On September 16, Jozef Wojciehowski will be meeting up with comrades who served with the 1st Polish Parachute Brigade at Arnhem in Holland.

He will be taking his daughter, Elizabeth Foster, and her husband Stephen. Emilia, his wife for the past 64 years, is too ill.

He was last there three years ago, when the Queen of the Netherlands posthumously decorated Major General Stanislaw Sosabowski, the commander of the Polish Parachute Brigade and honoured the brigade’s flag.

Mr Wojciehowski is a friendly, cheerful man, with a wonderful memory. But when he gets to the bridge across the River Rhine – notoriously, the ‘bridge too far’ – and looks back at World War Two his prevailing thoughts will be bitter.
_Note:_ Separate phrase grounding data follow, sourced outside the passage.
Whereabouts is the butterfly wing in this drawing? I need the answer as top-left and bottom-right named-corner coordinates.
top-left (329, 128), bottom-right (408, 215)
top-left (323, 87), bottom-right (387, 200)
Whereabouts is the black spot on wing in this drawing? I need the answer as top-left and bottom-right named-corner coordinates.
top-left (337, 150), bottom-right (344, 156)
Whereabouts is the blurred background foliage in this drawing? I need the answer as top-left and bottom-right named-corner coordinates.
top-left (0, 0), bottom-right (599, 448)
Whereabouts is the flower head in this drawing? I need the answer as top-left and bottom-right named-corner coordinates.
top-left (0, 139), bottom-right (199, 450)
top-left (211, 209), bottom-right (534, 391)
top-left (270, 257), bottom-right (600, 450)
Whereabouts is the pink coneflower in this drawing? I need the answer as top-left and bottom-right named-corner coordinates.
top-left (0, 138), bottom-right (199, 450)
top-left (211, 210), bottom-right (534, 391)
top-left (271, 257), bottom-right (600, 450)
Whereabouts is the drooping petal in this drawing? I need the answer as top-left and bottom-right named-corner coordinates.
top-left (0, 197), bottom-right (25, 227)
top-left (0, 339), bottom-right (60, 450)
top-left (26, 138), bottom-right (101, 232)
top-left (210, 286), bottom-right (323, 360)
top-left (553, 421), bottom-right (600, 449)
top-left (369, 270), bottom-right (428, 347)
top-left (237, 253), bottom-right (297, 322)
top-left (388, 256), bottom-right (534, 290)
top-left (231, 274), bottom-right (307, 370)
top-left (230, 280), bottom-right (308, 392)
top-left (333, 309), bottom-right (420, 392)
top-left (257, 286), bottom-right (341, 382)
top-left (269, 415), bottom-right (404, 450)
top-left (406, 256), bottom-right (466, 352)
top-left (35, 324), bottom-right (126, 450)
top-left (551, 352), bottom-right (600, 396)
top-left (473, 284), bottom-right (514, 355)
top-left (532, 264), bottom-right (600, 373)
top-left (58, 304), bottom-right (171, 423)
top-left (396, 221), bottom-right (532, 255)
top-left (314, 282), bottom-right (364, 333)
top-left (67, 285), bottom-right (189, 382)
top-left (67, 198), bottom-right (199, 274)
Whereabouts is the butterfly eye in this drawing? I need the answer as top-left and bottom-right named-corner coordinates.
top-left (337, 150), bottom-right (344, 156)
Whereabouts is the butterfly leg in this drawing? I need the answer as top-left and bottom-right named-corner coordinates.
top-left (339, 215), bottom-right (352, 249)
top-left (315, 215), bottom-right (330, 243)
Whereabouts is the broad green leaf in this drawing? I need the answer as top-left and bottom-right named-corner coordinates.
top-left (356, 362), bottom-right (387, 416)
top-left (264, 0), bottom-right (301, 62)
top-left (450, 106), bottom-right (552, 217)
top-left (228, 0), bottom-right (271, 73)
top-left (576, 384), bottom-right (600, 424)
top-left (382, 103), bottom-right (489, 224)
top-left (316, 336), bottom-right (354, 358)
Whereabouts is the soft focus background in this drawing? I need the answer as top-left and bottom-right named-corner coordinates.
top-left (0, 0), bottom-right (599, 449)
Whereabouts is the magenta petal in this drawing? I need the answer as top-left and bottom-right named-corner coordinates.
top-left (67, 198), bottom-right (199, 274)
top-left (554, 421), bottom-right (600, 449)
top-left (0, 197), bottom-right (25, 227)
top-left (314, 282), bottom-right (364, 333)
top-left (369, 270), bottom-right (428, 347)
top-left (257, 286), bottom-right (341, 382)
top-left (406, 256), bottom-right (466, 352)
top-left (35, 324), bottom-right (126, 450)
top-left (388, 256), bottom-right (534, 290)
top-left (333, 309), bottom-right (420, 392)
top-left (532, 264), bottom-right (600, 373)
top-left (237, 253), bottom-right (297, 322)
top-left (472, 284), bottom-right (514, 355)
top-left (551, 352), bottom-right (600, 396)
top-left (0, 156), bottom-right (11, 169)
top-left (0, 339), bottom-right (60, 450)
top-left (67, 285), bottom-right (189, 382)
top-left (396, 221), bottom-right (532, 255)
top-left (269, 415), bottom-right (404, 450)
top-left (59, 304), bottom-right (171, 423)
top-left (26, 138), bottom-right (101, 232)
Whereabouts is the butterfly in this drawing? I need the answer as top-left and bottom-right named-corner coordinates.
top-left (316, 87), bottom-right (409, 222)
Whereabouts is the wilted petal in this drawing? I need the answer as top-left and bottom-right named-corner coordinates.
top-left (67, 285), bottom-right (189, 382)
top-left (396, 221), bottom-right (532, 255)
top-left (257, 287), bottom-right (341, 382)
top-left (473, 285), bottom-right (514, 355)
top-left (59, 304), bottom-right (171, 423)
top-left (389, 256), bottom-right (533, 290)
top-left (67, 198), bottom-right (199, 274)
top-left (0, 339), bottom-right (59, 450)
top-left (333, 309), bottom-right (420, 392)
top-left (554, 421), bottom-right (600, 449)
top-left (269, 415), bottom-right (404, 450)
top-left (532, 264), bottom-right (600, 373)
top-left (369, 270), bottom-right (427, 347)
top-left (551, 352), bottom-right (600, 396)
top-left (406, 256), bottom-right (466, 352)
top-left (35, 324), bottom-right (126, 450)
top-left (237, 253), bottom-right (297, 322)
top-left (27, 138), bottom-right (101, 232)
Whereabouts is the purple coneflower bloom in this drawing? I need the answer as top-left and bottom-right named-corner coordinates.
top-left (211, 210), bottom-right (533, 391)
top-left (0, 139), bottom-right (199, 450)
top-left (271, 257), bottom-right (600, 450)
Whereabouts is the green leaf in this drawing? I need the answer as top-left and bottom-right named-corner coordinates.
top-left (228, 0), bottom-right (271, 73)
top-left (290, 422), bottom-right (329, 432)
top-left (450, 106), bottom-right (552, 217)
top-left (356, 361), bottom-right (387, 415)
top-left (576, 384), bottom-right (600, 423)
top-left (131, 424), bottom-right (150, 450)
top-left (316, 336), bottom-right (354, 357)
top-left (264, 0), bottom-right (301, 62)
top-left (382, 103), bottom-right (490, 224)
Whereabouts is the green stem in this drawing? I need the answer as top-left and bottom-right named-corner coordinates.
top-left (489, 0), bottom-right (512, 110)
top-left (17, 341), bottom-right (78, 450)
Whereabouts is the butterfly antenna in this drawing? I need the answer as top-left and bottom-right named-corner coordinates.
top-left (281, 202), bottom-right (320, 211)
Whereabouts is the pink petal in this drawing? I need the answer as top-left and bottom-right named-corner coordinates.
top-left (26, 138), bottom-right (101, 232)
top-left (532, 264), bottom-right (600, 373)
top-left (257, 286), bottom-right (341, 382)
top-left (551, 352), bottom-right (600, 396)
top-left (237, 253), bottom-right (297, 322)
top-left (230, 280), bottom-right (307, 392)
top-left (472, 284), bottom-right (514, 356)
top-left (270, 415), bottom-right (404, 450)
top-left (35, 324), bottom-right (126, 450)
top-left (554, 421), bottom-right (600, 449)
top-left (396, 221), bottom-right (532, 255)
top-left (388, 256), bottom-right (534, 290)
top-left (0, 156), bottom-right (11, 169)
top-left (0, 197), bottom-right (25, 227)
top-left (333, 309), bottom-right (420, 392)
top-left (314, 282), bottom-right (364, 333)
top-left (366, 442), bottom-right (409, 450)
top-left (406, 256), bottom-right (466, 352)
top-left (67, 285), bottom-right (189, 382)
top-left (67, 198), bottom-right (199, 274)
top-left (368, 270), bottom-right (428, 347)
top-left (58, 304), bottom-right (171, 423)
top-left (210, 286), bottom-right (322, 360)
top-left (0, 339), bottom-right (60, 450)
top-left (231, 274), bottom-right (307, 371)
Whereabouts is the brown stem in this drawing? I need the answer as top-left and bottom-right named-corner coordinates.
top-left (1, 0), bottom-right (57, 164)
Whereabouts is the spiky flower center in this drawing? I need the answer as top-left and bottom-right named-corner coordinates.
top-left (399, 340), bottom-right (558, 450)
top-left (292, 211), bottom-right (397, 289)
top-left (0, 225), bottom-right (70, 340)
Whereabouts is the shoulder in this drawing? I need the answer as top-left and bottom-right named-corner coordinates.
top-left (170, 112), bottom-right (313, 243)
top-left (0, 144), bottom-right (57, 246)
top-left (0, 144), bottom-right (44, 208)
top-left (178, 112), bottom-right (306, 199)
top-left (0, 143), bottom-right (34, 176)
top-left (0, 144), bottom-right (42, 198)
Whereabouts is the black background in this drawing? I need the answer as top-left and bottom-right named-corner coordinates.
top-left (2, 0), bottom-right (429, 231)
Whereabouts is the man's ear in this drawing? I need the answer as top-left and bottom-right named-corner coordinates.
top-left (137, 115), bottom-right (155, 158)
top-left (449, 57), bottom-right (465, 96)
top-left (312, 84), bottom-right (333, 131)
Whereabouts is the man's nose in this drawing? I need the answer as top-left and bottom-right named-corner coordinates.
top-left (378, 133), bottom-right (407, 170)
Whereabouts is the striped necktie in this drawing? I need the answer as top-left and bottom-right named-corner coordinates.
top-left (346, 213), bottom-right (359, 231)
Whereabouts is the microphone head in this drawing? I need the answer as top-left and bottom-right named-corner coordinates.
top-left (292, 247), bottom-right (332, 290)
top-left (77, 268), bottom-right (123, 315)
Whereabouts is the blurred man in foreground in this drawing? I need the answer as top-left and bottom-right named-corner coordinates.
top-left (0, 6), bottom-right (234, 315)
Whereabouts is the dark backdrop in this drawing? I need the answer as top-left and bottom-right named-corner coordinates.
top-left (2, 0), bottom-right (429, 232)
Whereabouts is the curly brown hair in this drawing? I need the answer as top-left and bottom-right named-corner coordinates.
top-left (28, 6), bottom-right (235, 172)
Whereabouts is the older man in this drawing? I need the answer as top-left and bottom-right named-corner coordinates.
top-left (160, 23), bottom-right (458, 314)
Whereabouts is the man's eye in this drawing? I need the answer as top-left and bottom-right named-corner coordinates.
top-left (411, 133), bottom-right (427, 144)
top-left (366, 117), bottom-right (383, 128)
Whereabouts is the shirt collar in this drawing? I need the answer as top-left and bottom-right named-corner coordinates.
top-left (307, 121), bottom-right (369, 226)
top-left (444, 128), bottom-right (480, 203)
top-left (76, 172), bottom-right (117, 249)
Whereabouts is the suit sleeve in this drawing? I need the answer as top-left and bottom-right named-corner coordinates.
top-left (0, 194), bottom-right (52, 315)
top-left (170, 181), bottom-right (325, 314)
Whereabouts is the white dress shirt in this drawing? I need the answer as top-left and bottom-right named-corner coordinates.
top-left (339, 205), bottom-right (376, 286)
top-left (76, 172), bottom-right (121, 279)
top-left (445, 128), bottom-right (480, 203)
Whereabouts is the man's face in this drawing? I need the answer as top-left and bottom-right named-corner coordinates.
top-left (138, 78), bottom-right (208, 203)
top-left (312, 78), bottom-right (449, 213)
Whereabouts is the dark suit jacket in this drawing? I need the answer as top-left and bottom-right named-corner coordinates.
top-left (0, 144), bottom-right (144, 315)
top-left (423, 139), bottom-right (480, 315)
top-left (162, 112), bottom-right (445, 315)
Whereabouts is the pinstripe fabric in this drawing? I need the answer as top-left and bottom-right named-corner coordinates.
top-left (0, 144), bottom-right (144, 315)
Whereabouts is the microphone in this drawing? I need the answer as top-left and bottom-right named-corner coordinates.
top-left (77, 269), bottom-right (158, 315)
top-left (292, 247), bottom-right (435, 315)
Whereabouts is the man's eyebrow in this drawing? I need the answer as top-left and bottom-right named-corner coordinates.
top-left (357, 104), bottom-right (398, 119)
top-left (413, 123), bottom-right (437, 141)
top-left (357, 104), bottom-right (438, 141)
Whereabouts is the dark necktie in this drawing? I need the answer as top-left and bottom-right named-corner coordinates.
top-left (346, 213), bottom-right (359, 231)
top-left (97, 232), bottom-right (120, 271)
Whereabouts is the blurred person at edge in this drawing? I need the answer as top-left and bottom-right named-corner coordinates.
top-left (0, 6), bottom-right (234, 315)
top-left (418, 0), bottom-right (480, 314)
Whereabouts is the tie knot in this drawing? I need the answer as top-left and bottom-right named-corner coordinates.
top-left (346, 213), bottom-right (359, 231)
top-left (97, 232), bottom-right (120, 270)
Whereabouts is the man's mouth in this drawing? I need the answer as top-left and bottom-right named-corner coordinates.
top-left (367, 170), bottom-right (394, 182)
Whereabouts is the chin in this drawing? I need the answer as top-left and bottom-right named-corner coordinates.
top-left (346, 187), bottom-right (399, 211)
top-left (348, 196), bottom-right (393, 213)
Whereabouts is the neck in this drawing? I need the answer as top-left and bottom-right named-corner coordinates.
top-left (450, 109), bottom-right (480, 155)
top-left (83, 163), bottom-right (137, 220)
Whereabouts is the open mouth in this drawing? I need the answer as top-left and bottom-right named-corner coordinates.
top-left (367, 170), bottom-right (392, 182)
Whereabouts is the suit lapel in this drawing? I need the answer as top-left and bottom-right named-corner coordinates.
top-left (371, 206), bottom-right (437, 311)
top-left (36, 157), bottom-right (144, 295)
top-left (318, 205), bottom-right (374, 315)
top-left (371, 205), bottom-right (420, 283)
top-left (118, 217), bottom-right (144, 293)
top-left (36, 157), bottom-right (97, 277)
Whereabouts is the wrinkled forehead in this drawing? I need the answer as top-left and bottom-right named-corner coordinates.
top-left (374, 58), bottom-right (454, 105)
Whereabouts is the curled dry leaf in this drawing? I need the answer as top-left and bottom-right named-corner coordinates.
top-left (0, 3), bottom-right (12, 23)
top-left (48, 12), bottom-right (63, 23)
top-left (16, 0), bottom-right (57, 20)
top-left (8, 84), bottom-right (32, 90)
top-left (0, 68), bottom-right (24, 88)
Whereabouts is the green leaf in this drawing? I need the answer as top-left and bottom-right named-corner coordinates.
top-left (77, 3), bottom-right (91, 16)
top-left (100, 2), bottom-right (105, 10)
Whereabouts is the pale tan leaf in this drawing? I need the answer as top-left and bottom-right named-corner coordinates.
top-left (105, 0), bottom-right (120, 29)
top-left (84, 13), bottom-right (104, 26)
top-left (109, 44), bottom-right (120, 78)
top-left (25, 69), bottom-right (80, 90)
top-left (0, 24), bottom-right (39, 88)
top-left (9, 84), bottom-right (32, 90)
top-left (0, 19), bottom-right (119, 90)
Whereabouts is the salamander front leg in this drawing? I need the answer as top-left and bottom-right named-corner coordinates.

Bitterness not just against the Russians and Germans who, in September 1940, carved up Poland between them, but also bitterness against the Americans and British for succumbing to Stalin and allowing Poland to be a vassal of the USSR.

On August 24, 1940, Nazi Germany and the USSR shocked the world by signing a non-aggression pact. Less than a month later both had invaded Poland. Five months after the USSR invasion, 17-year old Jozef and his mother Jadwiga were deported to Siberia.

Mr Wojciehowski said: “The Russians came to our town, Mielnica Poldolska in eastern Poland. They came at three o’clock in the morning. When I opened the door two soldiers with fixed bayonets, just touching my chest, asked me if I had any arms.

“Then a major in the NKVD – the Soviet security police – told me I was a hostile element and would be rehabilitated.

“They usually gave you 15 minutes to get ready. This man was humane, he advised us what to take.”

In the summer of that year, when the Germans turned on their erstwhile Soviet ally, Polish soldiers captured by the Russians were allowed to form an army to fight the Nazis.

He said: “We packed up our things on carts and went and I joined the Polish Army on Russian soil.”

The Poles, under the command of the British, were sent to Persia (Iran), Iraq, Palestine and South Africa. From there Jozef and his comrades were shipped to Greenock in Scotland, which is where he enlisted in the Polish Parachute Brigade.

“Our commander wanted to take us to Warsaw, where there was the uprising against the Nazis. But the British did not agree.

“I was a lucky one, it was badly planned. I was parachuted outside Arnhem, to Driel, on the south side of the Rhine. I was a wireless operator.

“A lot of soldiers were shot trying to cross the Rhine at night. A lot more were shot on the retreat from Arnhem to Driel.

“One of the soldiers who had swum back, he was naked, a British Para. I had on a spare khaki shirt and gave it to him. Ten years after the war, in the Polish ex-servicemen’s club in Bradford, I met him again. His name was Desmond.

“He was kicked out of the Paras because when he got drunk he used foul language. The same happened in the Polish Club, but I spoke to the president and got him reinstated.”

Mr Wojciehowski was brought back to England and was demobbed in August 1947. He got a job as a weaver at Barnoldswick. Learning that pay was better in the wool industry, he came to a mill at Bingley to work on the night shift in 1948.

He now lives in Allerton.

When Nazi Germany was re-arming in the 1930s, Hermann Goering said the people had a choice between guns or butter. Preparation for war brought Germany out of the Depression.

Jim Hargreaves, MBE, born in January 1921, in Scholemoor, went right through the war as both a gunner and a cook. Guns and butter were a reality to him too.

He was an apprentice in Brown-Vickers, a Jacquard mill on Ingleby Road, from the age of 16.

Mr Hargreaves said: “Everybody thought it would be over in six months.”

He had volunteered for the 70th West Yorkshire Field Artillery at Valley Parade (opposite Belle Vue barracks) in the Territorial Army. On August 28, 1939, while at firing camp in Driffield, he was called up.

Along with 300 to 400 other men, he was barracked at Belle Vue School in Manningham Lane and then drafted into an anti-aircraft unit to serve on the coast at Southampton. He was there throughout the Battle of Britain, shooting at German bombers heading inland.

“I wasn’t really in any danger except from the air” – and from U-boats when he was being transported out to Cairo from Liverpool, via South Africa. He volunteered to go overseas and was attached to a Scottish unit that was sent to Suez.

Mr Hargreaves was then stationed in the southern Italian ports of Taranto and Brindisi until D-Day on June 6, 1944. He was demobbed in April 1946.

He said: “I wasn’t a happy soldier. My dual job, and being an NCO, kept me going through the war. I wasn’t born to be a soldier; I was just caught up in the system. That’s life. I got through it. That’s why I joined the Royal British Legion to do welfare work. You’ve got to be grateful for your escapes.”